Alors, on ne voit plus d’inconvénient à traiter toute la journée ses collègues
de « connes » ou de « sale type », en direct ou derrière
son dos. Cela devient une règle, voire une coutume : d’où ces réunions où
quelqu’un d’extérieur, un consultant par exemple, va vivre des scènes
d’agression verbale, de manque d’écoute, effarantes. Cela peut prendre des
formes insidieuses : le patron qui lit ses e-mails pendant que ses
collaborateurs lui présentent une analyse sur laquelle ils ont passé plusieurs
heures, et qui se sont préparés à cette présentation avec l’envie de bien faire.
On imagine bien combien ils vont se sentir comme humiliés par cette attitude.
Même des petites choses peuvent avoir des conséquences
insoupçonnées : les petites blagues avec allusions sexistes du directeur
Commercial, oui celui qui se prend pour le super vendeur, par exemple ; on
les supporte, mais pas tant que ça.
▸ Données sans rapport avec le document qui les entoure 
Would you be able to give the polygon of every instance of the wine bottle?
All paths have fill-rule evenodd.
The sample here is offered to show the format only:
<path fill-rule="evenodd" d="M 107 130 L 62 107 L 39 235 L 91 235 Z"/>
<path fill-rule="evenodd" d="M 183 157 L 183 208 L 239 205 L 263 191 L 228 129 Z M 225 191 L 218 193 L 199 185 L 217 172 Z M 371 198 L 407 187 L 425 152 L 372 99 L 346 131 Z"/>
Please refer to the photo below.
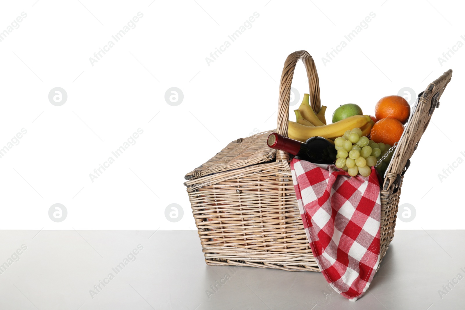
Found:
<path fill-rule="evenodd" d="M 337 153 L 334 145 L 322 137 L 312 137 L 305 143 L 276 132 L 268 137 L 268 146 L 315 164 L 332 165 Z"/>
En tout cas, on évitera d’aller déjeuner
avec lui à la cantine.
Cela rappelle aussi ce Directeur Commercial qui a le
sentiment que la Directrice Juridique fait tout pour lui compliquer la vie et
l’empêcher de bien vendre, et qui confie
à qui veut l’entendre qu’il va la « neutraliser, cette emm…deuse ».
Et pour cela va concocter les plans et les agressions les plus machiavéliques.
Le danger de tels comportements n’est pas limité aux individus
qui en sont les victimes ; le
simple fait d’assister à ce genre d’incivilités a aussi un impact
indirect : je vois mon collègue se faire insulter, ou insulter son
assistant, et cela agit aussi sur mon moral, ma productivité, mon intérêt pour
mon travail.
Pour les victimes, directes ou indirectes, les conséquences,
et donc les coûts pour l’entreprise, tels que relevés par l’étude, sont
énormes :
48% vont faire moins d’efforts dans leur travail, 38% vont
intentionnellement baisser la qualité, 66% voient leur performance au travail
baisser, 78% perdent confiance dans leur entreprise, 25% disent qu’ils vont
reporter leur frustration sur les clients. N’en jetez plus !
Les conséquences les plus coûteuses et les plus graves ne
sont parfois même pas perçues par les managers et les dirigeants :
–
Perte de créativité, peur de sortir du cadre,
conformisme,
– Détérioration de la performance et de l’esprit
d’équipe : les témoins d’incivilités vont avoir tendance à se replier, à
moins proposer leur aide à leur collègues, à ouvrir le parapluie pour ne pas
s’exposer à trop de risques, car il vaut mieux « la fermer » que de
vouloir aider « tous ces cons »…
–
Eloignement des clients : ces restaurants
où les chefs agressent et insultent les employés, on n’aime pas trop y
retourner ; ces commerciaux qui ridiculisent leur collaborateur, on n’a
pas envie de lui acheter quoi que ce soit, etc..
–
Manager les incidents est très coûteux :
quand ça chauffe vraiment, il faut intervenir, le directeur des Ressources
Humaines, le dirigeant, mais aussi les consultants, voire les avocats, les
médecins,…Tout ça coûte plus que l’on ne croit ; et pendant que l’on
traite ces sujets, on n » s’occupe pas des clients, ni du business,
Alors, comment faire quand l’entreprise en est arrivé à une
telle extrémité ?
Déjà, première chose : en prendre conscience. Selon les
auteurs de l’article, c’est ce qui est le plus difficile, et le moins répandu.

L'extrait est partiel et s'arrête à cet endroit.